Towards uncertainty quantification of ice shelves simulations as key components of the global cryosphere
David Masson, in collaboration with Nina Kirchner (Stockholm University)

This project aims at building a nucleus for “Statistical Glaciology” by cross-fertilizing the previously virtually unrelated fields of numerical ice modeling and statistics. While the atmospheric and oceanic modeling community has since long integrated statistical tools in the analysis of uncertainties, the ice sheet modeling community still struggles to provide a systematic quantification of uncertainties of their simulations. Indeed, intricate fluid-dynamics equations often require large amount of computations, which in turn severely limits the estimation of uncertainty by multiple simulation runs.

More specifically, we focus on ice shelves. These 'floating glaciers' are several hundreds of meters thick and play a major role in global climate through their interaction with the polar oceans.
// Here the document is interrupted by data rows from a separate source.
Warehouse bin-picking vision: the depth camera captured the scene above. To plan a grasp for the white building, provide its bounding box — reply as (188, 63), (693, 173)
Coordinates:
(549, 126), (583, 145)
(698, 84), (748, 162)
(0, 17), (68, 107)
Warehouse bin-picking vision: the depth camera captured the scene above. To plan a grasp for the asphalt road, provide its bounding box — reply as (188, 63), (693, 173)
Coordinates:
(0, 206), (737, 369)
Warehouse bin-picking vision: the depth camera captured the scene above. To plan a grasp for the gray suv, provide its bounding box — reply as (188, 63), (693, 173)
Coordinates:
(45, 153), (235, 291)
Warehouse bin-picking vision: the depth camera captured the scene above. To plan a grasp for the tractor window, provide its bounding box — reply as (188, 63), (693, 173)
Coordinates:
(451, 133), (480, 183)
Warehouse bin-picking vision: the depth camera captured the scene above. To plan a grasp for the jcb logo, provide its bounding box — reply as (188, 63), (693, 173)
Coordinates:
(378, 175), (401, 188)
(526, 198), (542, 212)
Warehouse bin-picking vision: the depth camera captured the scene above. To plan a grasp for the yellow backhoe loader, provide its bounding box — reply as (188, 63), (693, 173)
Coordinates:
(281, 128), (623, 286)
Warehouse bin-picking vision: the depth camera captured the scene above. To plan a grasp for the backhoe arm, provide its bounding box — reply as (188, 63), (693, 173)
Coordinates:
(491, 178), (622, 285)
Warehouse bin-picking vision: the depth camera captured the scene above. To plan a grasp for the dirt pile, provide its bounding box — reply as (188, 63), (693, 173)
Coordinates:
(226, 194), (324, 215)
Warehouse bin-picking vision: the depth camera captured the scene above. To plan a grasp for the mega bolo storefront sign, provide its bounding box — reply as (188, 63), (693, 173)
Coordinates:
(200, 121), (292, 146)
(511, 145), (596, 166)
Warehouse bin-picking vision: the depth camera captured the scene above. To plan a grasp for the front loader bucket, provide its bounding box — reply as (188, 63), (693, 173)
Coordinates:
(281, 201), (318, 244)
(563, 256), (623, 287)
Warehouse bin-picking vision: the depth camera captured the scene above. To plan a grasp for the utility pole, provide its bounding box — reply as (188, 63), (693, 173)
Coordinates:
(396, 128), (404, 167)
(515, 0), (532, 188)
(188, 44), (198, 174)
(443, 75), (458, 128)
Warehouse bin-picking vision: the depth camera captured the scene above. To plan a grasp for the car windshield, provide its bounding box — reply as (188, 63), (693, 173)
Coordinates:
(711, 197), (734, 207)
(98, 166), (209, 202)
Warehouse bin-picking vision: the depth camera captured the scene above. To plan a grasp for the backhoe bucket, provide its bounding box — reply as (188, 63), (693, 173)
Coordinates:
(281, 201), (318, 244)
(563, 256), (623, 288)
Here, the modeling of ice shelves is split into two components : first, a deterministic component provides a gross approximation of the ice-shelf dynamics via a simple 2D-advection of ice into the ocean. The second component consists in stochastic processes that correct the errors made above. The melting processes beneath the ice shelf as well as the shelf's disaggregation in smaller icebergs at the calving front is simulated by statistical models. For instance, ice melting is generated by random Gaussian processes, and ice calving at the shelf's front is modeled by Poisson- and extreme value processes. If this technique can reproduce steady-state ice-shelves in Antarctica, we propose then to simulate several thousands of ice-shelves to explore the parameter space. All simulations leading to steady-states agreeing with present-day observations contains valuable information about plausible parameter ranges. Hence, this study will enable: (i) the quantification of uncertainties in ice shelf simulations, (ii) the identification their driving factors, (iii) and will inform numerical modelers about crucial, yet typically unobservable parameters (e.g. melting rate at the underside of an ice shelf).

Computer experiments

Evaluation Strategies for Computer Experiments with Medium-sized Datasets

Clément Chevalier, in collaboration with David Ginsbourger (University of Berne)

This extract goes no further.